だけど、こんな私にも明るく接してくれる小島さんを妬ましく思うことはなかったんだ。だから、元の関係まで修復することはできないと思うけど、ちゃんとした職場仲間になりたいと、思うんだ。
「小島さんにとってみれば、私なんか関わりたくない存在なのかもしれません。でも、ここで一緒に仕事する以上は…そういった感情を、業務時間内だけでも抑えていただけませんか。」
『………っ』
「私は純粋に、小島さんと仕事がしたいんです。…お願いします。」
そう言い終わるのと同時に、小島さんに深く頭を下げる。
健全な仕事が出来るのなら、私はどんな羞恥なことをしたってかまわない。そんな気持ちだった。
『……私だって、貴女が羨ましかった。』
「え…っ?」
『いい大人なのに、こっちが恥ずかしくなるくらいに真っ直ぐで、正直で、仕事に真摯で。私は人の顔色ばかりを窺って接するのが体に染みついてて、だから…貴女のいつでも規律正しく仕事をこなそうとする姿勢を目の当たりにするたびに、自分が汚れた人間に見えて。岩崎先生にも好かれてるし、前田さんとも同僚の私以上に仲がいいから、余計に。』
あの時、薬剤部の扉の向こうで聞いた小島さんの本音とはまた違った言葉に、私は至極驚いた。

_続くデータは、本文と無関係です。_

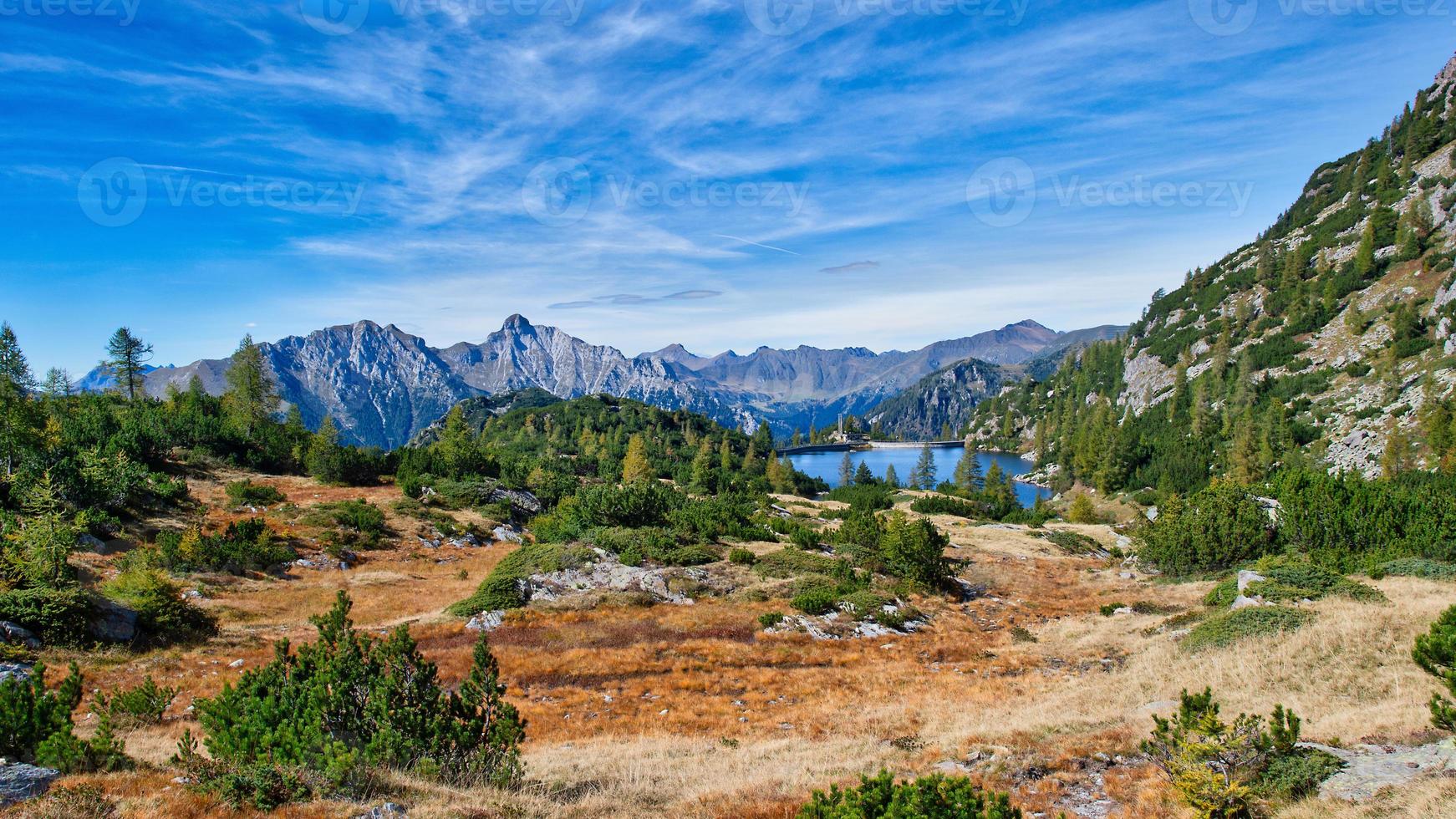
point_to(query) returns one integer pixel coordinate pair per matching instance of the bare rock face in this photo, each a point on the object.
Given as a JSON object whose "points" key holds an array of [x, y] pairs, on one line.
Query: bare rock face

小島さんが…こんな私を羨ましいと思ってるなんて、想像もしていなかったから。
『岩崎先生に言われて気付いたわ。…あんなみっともない真似をしてしまって、ごめんなさい。』
「ッ――!」
『……お疲れ様。』
2人の間にあった確執が取れた瞬間、今まで張りつめていた緊張の糸が、一気に緩んでいくのを感じた。